RESEARCH AGENDA¶
A network such as Starlink raises many research questions, both for the network itself, and for traffic traversing it. For legacy Internet traffic, reordering must be avoided. Delaybased congestion control such as BBR[3] may not perform well over such a network. The network must be resilient to failures. And it must be capable of routing with low delay, even when traffic levels are high enough to saturate the best paths. We briefly discuss some of these questions.
像Starlink这样的网络引发了许多研究问题,既涉及网络本身,也涉及其上行驶的流量。对于传统互联网流量,必须避免数据包乱序。基于延迟的拥塞控制算法,如BBR[3],可能在这样的网络环境下表现不佳。网络必须具备对故障的韧性,同时,即使在流量足够大以至于饱和最佳路径时,仍需能够实现低延迟的路由。我们将简要讨论这些问题。

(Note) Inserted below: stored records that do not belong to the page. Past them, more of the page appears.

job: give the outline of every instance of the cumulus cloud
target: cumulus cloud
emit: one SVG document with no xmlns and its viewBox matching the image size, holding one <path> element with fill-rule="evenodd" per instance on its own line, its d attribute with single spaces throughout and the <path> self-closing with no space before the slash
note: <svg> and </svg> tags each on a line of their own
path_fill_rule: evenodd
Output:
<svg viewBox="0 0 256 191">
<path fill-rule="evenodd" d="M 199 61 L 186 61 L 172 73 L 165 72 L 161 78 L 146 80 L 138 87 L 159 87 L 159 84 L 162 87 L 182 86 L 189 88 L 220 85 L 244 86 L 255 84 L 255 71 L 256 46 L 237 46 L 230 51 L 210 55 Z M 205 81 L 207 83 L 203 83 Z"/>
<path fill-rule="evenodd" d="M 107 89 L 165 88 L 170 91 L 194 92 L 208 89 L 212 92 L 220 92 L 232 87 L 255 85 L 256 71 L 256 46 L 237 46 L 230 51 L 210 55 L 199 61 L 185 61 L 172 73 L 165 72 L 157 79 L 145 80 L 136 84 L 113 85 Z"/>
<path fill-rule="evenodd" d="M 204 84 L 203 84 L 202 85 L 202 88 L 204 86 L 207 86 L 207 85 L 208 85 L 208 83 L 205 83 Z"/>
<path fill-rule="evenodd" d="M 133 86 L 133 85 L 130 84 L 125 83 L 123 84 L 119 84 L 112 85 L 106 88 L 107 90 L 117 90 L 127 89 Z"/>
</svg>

Reordering. Reordering is different from that seen on a terrestrial network. So long as queues are not allowed to build in satellites, reordering is completely predictable, as all routes are known several hundred milliseconds in advance. One solution is to maintain a reorder buffer at the receiving groundstation. Packets that arrive over a lower delay path are simply queued until their one-way delay matches that of the higher delay paths. Doing this, the RTT on the 20th best path is still approximately 74ms, less than current Internet RTT.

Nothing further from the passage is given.